Тіло кинуто вертикальнр вгору зі швидкістю 16м/с. В які моменти часу тіло буде перебувати на

Problem Analysis

We are given that an object is thrown vertically upwards with an initial velocity of 16 m/s. We need to determine the time at which the object will be at a height equal to half of its maximum height.

Solution

To solve this problem, we can use the equations of motion for an object thrown vertically upwards.
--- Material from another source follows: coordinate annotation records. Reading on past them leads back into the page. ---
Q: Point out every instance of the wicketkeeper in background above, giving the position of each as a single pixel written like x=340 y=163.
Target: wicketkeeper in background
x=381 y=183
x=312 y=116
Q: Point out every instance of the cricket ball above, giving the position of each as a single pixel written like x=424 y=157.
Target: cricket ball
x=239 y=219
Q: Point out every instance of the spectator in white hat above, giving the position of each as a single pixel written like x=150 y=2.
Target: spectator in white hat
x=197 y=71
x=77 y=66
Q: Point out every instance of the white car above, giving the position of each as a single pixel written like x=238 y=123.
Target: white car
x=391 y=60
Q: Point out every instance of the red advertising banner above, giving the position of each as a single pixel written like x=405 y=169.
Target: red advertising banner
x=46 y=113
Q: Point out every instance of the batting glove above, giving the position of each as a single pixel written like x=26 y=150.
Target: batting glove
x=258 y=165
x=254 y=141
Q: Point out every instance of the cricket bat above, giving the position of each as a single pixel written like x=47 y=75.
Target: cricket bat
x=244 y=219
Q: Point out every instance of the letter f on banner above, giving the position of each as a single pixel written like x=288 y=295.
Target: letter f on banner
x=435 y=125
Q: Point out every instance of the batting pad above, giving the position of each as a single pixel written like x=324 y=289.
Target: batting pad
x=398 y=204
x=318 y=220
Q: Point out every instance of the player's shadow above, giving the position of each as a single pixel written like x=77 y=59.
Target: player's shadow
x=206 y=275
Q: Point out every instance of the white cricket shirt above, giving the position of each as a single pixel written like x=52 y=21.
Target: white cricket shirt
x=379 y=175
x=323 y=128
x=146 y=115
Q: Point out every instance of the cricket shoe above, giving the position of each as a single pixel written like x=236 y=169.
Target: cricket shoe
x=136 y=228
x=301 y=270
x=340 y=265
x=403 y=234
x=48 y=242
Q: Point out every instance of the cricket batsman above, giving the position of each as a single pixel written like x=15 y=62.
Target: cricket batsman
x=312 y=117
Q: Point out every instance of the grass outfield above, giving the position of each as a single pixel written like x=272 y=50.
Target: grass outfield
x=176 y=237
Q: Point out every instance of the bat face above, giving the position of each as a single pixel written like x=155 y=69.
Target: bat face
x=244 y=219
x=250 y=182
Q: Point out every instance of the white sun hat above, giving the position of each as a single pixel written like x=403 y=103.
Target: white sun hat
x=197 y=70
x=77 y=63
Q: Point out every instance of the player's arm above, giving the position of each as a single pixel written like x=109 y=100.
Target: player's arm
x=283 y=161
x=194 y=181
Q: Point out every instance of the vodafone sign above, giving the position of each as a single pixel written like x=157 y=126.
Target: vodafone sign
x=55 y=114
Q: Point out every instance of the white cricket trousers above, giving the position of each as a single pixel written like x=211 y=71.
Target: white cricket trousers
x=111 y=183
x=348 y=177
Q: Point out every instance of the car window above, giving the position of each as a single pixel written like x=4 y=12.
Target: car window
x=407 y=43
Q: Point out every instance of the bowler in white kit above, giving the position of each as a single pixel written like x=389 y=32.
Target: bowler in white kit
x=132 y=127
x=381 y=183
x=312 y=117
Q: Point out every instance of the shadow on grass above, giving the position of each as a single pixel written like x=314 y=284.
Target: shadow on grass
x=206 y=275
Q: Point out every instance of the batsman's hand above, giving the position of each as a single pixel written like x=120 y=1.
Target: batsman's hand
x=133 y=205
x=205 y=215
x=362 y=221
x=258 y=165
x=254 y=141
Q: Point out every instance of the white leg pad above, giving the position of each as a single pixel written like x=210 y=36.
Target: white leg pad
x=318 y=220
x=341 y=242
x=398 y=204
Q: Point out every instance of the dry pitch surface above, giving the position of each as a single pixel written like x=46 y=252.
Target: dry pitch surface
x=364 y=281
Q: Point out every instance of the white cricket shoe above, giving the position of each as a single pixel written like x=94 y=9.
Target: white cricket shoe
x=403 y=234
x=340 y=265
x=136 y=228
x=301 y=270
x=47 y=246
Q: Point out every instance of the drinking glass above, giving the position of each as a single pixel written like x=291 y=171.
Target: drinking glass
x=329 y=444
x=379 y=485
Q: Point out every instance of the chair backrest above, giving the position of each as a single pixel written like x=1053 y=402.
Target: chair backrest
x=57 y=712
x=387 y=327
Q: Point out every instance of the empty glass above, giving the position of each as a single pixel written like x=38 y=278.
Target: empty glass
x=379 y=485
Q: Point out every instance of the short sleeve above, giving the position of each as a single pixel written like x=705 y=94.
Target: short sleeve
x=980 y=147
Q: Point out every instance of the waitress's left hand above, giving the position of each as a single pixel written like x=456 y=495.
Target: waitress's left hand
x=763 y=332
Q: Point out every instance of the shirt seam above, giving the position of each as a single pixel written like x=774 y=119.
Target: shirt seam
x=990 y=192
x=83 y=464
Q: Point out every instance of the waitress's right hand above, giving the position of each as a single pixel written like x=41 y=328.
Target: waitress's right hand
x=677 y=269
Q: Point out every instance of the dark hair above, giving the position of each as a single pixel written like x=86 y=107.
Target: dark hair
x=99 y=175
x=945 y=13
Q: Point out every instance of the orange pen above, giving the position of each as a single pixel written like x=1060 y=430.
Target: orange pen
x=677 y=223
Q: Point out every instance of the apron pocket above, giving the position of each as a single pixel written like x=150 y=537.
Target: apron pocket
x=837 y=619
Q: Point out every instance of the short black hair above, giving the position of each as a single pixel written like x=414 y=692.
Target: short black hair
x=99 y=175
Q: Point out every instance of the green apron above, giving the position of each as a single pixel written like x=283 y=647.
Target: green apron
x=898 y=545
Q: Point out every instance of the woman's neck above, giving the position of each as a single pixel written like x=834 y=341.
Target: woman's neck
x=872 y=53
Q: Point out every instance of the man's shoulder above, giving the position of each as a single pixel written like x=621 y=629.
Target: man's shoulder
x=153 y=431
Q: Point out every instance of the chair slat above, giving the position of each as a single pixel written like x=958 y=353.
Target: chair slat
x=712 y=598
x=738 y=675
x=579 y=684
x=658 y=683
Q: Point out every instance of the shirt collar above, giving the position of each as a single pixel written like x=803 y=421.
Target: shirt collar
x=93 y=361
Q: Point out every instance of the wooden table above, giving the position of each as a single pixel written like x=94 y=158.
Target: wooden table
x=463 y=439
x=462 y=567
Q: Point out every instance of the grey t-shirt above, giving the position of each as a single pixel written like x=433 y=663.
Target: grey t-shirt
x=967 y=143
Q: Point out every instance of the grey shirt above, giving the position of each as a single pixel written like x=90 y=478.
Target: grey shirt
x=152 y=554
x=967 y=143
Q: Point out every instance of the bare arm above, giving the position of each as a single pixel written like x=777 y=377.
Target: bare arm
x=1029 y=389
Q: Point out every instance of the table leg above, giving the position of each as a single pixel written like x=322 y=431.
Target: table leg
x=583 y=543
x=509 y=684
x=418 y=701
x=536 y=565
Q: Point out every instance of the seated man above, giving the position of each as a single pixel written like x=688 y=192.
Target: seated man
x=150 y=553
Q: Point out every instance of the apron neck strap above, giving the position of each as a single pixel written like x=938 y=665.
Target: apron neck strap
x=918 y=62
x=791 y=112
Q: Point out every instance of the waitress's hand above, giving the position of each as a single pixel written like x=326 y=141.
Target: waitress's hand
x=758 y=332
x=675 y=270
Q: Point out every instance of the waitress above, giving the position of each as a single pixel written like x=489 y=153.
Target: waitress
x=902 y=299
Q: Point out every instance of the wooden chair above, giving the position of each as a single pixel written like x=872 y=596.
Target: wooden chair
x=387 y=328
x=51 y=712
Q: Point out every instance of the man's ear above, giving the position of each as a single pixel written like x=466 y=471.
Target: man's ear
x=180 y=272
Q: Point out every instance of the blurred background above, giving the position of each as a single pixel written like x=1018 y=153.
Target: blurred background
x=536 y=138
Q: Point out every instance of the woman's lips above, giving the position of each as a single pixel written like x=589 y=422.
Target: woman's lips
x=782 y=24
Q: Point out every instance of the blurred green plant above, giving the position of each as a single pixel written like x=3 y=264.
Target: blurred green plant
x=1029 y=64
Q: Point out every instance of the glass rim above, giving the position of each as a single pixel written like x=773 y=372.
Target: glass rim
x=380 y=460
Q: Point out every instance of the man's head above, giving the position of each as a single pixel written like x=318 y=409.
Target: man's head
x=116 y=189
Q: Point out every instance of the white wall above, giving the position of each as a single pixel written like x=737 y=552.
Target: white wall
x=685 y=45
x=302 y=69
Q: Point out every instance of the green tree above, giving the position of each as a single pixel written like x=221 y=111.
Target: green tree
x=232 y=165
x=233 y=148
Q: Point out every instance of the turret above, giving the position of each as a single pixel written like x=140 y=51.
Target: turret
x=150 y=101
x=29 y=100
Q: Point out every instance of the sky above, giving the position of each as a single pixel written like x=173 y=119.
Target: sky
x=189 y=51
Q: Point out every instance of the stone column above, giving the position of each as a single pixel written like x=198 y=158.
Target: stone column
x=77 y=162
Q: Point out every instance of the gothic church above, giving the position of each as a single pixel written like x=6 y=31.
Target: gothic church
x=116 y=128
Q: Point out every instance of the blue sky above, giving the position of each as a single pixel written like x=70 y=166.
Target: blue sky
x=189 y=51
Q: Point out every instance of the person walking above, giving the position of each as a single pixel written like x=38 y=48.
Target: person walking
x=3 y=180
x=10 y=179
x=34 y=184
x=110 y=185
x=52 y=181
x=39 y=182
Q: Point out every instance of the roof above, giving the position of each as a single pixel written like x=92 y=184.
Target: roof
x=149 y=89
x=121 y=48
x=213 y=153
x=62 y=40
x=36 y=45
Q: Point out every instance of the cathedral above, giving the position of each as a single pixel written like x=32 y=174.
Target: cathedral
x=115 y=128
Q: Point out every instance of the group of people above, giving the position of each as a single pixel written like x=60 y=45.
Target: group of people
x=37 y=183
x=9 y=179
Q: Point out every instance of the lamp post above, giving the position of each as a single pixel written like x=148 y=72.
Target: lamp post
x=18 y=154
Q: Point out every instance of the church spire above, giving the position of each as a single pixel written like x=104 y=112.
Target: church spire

The key equation we will use is:

h = u*t - (1/2)*g*t^2

where: - h is the height of the object at time t - u is the initial velocity of the object (16 m/s in this case) - g is the acceleration due to gravity (approximately 9.8 m/s^2) - t is the time

We are given that the object is at a height equal to half of its maximum height. Let's denote this height as h_max/2. We can set up the equation as follows:

h_max/2 = u*t - (1/2)*g*t^2

Now, let's solve this equation for t.

Calculation

Substituting the given values into the equation, we have:

h_max/2 = 16*t - (1/2)*9.8*t^2

Simplifying the equation, we get:

0 = 9.8*t^2 - 16*t + h_max/2

This is a quadratic equation in terms of t. We can solve it using the quadratic formula:

t = (-b ± sqrt(b^2 - 4ac)) / (2a)

where: - a = 9.8 - b = -16 - c = h_max/2

Since we are only interested in the positive value of t (time cannot be negative), we can ignore the negative solution.

Answer

The object will be at a height equal to half of its maximum height at the time given by the positive solution of the quadratic equation.